Sunday, April 3, 2011

Xanthan gum vs. Guar gum

Xanthan gum or guar gum the common food additives known for its excellent binding properties, is not used in our daily cooking. Packaged and processed foods are common in many families throughout the day. They are convenient, portable and they stay fresh for a long time. Xanthan gum is a sugar-like compound made by mixing aged (fermented) sugars with a certain kind of bacteria. Its properties are not affected to the color and flavor of the food by heat, and also act as a wheat gluten substitute. It is a food and medical addtitive with bulk forming qualities.It is commonly used in bread, cake, baked products and pasta. Xanthan gum plays important role in smoothing texture to ice creams, helps prevent formation of ice crystals in ice creams. It acts as stabilizing agent in sauces, used for thickening of soups and commercially used as egg substitute. I was surprise to read that mixture of xanthan gum with water and other natural ingredients is used for acne, assuring the risks of side effect to minimal.
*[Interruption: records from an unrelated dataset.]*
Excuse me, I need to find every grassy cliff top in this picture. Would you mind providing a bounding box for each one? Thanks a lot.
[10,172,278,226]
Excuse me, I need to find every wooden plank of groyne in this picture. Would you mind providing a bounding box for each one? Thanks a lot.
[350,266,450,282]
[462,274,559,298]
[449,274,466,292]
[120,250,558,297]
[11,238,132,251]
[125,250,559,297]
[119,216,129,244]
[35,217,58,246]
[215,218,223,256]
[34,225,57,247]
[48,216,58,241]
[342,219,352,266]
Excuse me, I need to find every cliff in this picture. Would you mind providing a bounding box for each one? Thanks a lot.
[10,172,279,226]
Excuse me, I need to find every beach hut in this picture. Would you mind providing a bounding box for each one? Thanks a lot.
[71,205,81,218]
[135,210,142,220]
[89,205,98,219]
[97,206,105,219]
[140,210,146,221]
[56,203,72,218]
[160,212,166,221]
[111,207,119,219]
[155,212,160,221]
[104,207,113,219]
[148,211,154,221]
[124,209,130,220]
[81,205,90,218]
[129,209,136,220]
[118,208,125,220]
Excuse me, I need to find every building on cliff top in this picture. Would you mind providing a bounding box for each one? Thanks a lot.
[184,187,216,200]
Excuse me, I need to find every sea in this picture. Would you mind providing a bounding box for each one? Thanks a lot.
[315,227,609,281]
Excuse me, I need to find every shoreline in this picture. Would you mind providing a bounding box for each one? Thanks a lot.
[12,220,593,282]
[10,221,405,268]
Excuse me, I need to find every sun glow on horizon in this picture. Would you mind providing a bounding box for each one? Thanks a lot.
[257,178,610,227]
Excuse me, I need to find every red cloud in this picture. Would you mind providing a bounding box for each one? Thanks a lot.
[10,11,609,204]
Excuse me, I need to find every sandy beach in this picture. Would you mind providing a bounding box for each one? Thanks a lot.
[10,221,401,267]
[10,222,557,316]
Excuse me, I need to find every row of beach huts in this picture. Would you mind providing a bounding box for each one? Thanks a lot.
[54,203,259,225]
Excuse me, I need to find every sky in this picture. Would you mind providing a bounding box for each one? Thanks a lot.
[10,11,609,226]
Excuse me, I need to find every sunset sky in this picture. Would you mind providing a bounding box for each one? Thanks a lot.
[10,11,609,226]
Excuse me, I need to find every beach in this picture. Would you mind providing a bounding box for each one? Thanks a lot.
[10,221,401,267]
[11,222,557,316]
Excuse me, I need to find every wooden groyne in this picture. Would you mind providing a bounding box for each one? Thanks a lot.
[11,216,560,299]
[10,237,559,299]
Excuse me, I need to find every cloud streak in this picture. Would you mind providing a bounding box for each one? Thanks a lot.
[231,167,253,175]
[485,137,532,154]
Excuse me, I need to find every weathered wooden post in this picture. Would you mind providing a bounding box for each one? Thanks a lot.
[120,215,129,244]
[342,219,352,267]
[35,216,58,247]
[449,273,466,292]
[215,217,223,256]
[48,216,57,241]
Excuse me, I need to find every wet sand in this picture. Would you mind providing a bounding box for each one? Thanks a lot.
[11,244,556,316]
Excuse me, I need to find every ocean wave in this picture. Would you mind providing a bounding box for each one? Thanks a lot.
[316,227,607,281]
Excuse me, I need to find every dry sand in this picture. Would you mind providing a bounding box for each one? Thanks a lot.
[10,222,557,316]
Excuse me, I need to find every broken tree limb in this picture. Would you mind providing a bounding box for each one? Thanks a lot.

Side effects of xanthan gum include excessive gas production and bloating.
 Guar gum is a natural food thickener. Compared to cornstarch, very small amount of guar gum is required when used as a thickening agent. It is used in ice-creams, puddings, soups, etc. Guar gum is a very good binder and plasticizer that is used to produce various processed foods that have characteristic creamy textures. It was also used to produce diet pills that were meant to create a sense of fullness. Guar gum is obtained from guar seeds. Guar belongs to the group of important 'cash crops' of Pakistan and north India. Both these additives tend to lower blood sugar and cholesterol in diabetic patients, according to Exposure to the powder may cause lung and breathing problems along with flu-like symptoms. It is also not recommended for patients with appendicitis, intestinal stenosis or blockage of the bowel. They act as a bulk laxative and requires additional water intake to prevent problems.
One of the differences between the two products is where they come from. Guar gum is made from a seed native to tropical Asia, while xanthan gum is made by bacteria that are fed a diet of corn or soy. Since it is unknown whether xanthan gum could cause a reaction in people severely allergic to corn and soy products, guar gum is normally used as a precaution for people with severe allergies to those foods. There are also important differences in using xanthan gum vs. guar gum. In general, guar gum is good for cold foods such as ice cream processed foods, or pastry fillings, while xanthan gum is better for baked goods. Xanthan gum is the right choice for yeast-used breads.
Though I don’t use these binding agents in my kitchen, I was fascinated to do some study on these additives as these are commonly found in the processed foods. 
The contents are for educational purpose, not a substitute for medical advice.

1 comment:

  1. Thanks for the information. I didn't know the difference between the two. I used to think xanthan gum was a plant derivative.